My first step was to get a good supply of coffee beans. Local coffee shop Seattle Coffee Works ramped up its roasting operation and scaled up their coffee-by-mail business. They roast three days a week, and if I get my order in by Sunday evening they roast Monday morning and I have fresh coffee in my mailbox by Tuesday afternoon. I tend to go through a bag of coffee a week, and I order two bags at a time so I don't run out.
(Also, it turns out, the strap that closes the coffee bag can be effectively reused as a nose piece in home-made masks. Of course I didn't figure this out until almost two months into the pandemic, at which point I'd already thrown out a half-dozen coffee bags.)
[* This week we learned that some people might start going back into the office in June, if they're allowed to by local authorities and there's a good reason for them to do so, but maybe some will stay working remotely until the end of the year. Maybe.]
I have a French press and a hand grinder (the picture above comes from Qualcomm almost five years ago; that particular press broke but I replaced it with an identical one a year or two ago), but after a couple of weeks of coffee from home I wanted more variety so I bought a Hario V60 pour-over funnel and a Bonavita electric kettle with a gooseneck (to make it easy to carefully pour the right amount of water to make coffee) and a fancy digital display (so I can heat the water precisely to 95°C, and I could hold the water at high temperature if I wanted). I still drink my French press with breakfast in the morning, then switch to the pour-over for my second cup.

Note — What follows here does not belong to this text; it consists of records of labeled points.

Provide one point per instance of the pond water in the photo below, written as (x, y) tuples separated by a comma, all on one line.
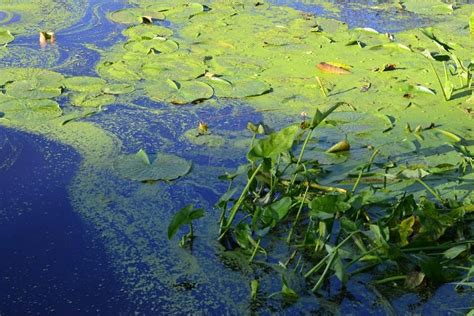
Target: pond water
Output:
[(77, 238)]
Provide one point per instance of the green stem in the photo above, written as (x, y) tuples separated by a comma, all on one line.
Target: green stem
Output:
[(367, 166), (433, 192), (439, 81), (236, 206), (255, 250), (319, 265), (391, 279), (300, 157), (288, 239), (325, 272)]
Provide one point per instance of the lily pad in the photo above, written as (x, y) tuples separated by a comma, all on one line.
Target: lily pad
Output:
[(178, 92), (238, 88), (135, 15), (147, 31), (174, 66), (118, 88), (84, 84), (5, 36), (208, 139), (29, 110), (428, 7), (92, 100), (32, 89), (139, 167), (156, 45)]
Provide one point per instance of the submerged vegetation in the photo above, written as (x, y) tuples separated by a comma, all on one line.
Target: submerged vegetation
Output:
[(341, 232), (378, 187)]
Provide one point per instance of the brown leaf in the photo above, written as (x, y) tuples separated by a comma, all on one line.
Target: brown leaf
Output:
[(333, 68)]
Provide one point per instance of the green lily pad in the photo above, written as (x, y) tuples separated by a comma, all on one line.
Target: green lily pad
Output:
[(32, 89), (147, 31), (42, 76), (174, 66), (178, 92), (139, 167), (5, 36), (92, 100), (118, 88), (119, 71), (29, 110), (84, 84), (210, 140), (156, 45), (239, 88), (134, 15), (428, 7)]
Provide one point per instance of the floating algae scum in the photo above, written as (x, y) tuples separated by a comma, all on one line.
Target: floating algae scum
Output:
[(127, 86)]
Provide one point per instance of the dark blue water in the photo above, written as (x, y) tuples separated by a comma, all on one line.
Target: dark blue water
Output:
[(49, 261)]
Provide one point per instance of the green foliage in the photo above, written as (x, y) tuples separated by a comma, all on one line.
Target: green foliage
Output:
[(333, 230), (139, 167)]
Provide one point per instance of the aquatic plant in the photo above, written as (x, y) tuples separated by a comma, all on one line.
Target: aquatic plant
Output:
[(341, 232)]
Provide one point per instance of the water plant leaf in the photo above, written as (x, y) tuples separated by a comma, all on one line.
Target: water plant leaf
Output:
[(139, 167), (147, 31), (428, 7), (275, 144), (183, 217), (414, 279), (178, 92), (92, 100), (341, 146), (156, 45), (32, 89), (29, 109), (334, 68), (330, 203), (238, 88), (455, 251), (5, 36), (84, 84), (118, 88), (135, 15)]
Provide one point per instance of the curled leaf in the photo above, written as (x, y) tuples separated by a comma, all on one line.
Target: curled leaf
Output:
[(334, 68)]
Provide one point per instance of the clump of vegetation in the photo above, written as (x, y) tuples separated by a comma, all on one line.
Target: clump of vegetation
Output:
[(337, 231)]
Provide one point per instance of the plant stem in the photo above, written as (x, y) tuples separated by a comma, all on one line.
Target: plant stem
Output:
[(439, 81), (433, 192), (300, 157), (236, 206), (288, 239), (318, 266), (255, 250), (321, 85), (390, 279), (325, 272), (367, 166)]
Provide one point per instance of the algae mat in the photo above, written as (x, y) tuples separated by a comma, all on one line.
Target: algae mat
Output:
[(197, 62)]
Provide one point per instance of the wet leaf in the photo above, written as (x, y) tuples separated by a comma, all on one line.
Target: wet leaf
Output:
[(238, 88), (135, 15), (5, 36), (341, 146), (84, 84), (414, 279), (275, 144), (183, 217), (334, 68), (455, 251), (139, 167), (147, 31), (178, 92)]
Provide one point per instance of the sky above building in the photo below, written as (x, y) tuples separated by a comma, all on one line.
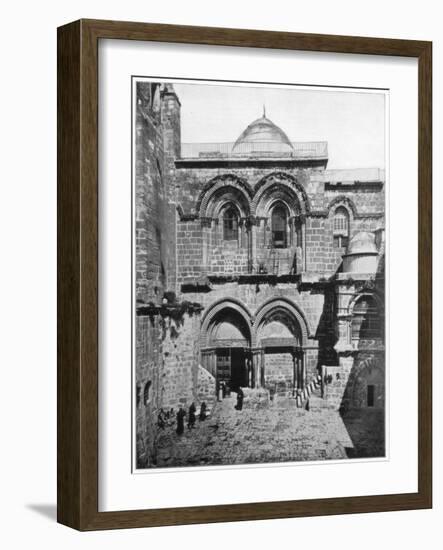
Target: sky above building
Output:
[(352, 122)]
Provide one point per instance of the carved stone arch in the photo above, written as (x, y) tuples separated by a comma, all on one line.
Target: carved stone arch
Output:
[(214, 309), (344, 201), (285, 184), (224, 185), (292, 309)]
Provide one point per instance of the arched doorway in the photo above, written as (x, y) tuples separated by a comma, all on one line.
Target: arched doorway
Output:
[(227, 347), (280, 338)]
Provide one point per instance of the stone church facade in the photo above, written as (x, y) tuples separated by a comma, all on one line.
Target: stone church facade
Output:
[(255, 266)]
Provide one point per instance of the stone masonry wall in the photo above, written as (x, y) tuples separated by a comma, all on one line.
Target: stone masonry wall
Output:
[(149, 376), (279, 373), (180, 349)]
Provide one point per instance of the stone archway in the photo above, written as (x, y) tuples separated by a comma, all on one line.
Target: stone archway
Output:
[(226, 344), (368, 388), (280, 333)]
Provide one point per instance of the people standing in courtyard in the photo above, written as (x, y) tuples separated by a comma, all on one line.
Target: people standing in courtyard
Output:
[(161, 420), (240, 397), (181, 414), (202, 415), (191, 416)]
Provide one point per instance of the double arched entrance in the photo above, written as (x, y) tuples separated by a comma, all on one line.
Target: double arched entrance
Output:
[(262, 350)]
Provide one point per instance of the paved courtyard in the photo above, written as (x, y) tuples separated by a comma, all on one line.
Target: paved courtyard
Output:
[(275, 433)]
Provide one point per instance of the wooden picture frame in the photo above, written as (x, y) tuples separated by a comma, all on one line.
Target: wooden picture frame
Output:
[(78, 274)]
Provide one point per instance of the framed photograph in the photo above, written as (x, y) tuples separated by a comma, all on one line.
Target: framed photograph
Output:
[(244, 275)]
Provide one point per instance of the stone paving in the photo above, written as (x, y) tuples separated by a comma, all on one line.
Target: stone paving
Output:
[(275, 433)]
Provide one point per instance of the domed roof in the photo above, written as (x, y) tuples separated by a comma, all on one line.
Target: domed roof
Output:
[(362, 242), (263, 135)]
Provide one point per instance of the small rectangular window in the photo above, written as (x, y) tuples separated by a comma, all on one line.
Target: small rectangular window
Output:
[(371, 395)]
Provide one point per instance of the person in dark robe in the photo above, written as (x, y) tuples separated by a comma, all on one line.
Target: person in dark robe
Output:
[(191, 416), (181, 414), (161, 420), (202, 415), (240, 397)]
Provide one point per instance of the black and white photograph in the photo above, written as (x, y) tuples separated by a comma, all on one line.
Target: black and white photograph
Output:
[(258, 265)]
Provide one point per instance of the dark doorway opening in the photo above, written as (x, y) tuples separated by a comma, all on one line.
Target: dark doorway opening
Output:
[(371, 395), (231, 368)]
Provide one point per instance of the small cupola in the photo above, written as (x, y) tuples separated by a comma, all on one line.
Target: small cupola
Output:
[(361, 254)]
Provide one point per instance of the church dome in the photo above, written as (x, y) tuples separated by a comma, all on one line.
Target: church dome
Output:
[(264, 136)]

Then I discovered that my hand-crank grinder isn't grinding the coffee beans as finely as is recommended for pour-over coffee. I can adjust the grinder, but adjusting it is kind of fiddly, and then (theoretically) I'd have to adjust it back and forth every time I wanted to switch between French press (which wants a course grind) and pour-over (which wants a grind closer to traditional drip coffee). I looked for a good adjustable grinder and decided I liked the Breville Smart Grinder Pro, a fancy grinder with a digital display telling me more than I need to know about the grind. I ordered it one night to reward myself for applying to more jobs (in my attempt to install myself in the Bay Area this summer to avoid another winter in Seattle, a plan that seems somewhat more suspect given (gestures vaguely at everything) the current situation), and it arrived this week.

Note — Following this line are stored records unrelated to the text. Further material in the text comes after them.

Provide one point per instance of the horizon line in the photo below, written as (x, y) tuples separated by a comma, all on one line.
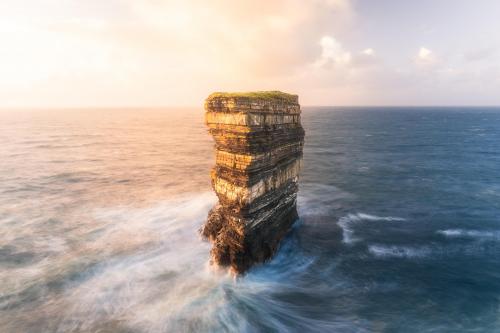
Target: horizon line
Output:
[(13, 108)]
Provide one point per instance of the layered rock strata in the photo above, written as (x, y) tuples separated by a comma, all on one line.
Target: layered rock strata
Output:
[(258, 141)]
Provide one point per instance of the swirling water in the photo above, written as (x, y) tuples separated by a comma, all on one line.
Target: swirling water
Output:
[(399, 227)]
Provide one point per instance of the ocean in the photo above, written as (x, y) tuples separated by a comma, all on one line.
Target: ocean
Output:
[(399, 227)]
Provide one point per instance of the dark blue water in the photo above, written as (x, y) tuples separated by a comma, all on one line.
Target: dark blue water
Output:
[(399, 228)]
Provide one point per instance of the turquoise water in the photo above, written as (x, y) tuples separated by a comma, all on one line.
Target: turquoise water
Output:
[(399, 227)]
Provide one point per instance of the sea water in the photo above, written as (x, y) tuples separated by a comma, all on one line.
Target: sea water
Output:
[(399, 226)]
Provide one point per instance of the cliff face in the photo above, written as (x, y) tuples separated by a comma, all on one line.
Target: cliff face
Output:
[(258, 140)]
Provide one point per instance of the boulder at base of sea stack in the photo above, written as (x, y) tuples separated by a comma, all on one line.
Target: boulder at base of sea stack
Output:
[(258, 152)]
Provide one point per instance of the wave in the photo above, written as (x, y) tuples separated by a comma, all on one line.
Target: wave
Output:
[(476, 234), (347, 222), (381, 251)]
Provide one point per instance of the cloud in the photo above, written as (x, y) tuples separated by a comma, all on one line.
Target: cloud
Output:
[(425, 57), (332, 53), (368, 52)]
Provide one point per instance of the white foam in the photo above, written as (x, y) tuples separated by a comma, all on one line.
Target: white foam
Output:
[(346, 223), (382, 251), (477, 234)]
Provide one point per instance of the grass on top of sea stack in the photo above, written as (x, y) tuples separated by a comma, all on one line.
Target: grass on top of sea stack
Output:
[(272, 95)]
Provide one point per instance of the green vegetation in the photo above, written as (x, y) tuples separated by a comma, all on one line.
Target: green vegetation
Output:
[(261, 95)]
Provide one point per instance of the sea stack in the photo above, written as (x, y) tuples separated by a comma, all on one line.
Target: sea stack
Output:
[(258, 151)]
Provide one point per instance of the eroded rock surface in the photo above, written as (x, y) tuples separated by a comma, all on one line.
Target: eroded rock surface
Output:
[(258, 141)]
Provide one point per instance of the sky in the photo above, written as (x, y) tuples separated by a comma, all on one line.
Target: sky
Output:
[(115, 53)]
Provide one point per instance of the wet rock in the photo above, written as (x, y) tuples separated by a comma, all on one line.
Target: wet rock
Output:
[(258, 142)]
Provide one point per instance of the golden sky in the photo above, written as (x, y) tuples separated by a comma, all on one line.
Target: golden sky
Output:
[(168, 52)]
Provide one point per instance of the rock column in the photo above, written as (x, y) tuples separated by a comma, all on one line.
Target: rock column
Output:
[(258, 141)]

I've only had a couple of days with my new coffee grinder (and I haven't yet figured out how to fit it on the kitchen counter) but so far I like it. (And if I ever break down and get an espresso machine I can use this grinder for that too.)

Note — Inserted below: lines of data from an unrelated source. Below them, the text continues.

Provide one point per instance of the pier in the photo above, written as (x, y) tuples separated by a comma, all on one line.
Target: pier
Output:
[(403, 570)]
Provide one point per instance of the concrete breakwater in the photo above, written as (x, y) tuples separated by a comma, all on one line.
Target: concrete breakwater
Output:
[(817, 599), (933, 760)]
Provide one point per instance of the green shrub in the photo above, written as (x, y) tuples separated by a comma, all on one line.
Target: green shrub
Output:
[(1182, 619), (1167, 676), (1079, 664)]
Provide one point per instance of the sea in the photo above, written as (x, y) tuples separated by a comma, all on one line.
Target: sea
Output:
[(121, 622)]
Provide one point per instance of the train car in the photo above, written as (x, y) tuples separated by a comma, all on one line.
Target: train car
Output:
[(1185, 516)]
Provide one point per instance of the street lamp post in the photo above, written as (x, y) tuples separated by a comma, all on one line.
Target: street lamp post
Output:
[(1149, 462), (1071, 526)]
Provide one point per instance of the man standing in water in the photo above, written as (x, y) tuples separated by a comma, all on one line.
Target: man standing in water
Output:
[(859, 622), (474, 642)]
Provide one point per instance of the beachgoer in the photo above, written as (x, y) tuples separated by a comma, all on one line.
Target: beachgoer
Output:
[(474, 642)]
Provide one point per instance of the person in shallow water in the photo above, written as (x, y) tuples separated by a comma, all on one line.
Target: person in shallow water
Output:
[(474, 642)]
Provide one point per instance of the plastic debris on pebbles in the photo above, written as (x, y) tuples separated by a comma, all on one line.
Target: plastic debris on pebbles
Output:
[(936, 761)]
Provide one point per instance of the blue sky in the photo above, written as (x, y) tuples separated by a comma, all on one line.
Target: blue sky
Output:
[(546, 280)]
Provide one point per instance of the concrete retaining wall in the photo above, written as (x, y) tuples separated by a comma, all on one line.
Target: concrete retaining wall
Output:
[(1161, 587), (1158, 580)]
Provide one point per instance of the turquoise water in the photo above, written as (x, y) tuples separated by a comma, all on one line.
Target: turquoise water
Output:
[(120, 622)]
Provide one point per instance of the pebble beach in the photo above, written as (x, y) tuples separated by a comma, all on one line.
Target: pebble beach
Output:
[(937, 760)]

Other than coffee life in COVID-19 has stabilized. We hit quarantine fatigue this week and sent Calvin and Julian to stay with their cousin in Bellingham for the weekend; both of our households had been carefully distanced for the better part of two months so the additional risk of commingling our households seemed manageable (to the extent that we can really understand what the risks are). This meant we had the house to ourselves for forty-eight hours, which was nice.
I still want to know what comes next, and I'm still worried that the country is reopening too fast and too slow (at the same time). In Washington cases and deaths seem to have stabilized, so when I run the curve fit to extend the current trend to estimate when cases and deaths will drop below some threshold the answer I get is "never". It's still not clear whether I'll be able to find a job in the Bay Area, but at least I have some credible leads, though now I'm not sure how to evaluate them. I want to have a plan even if the schedule slips because I can work with that. It's all the uncertainty that I'm still struggling with.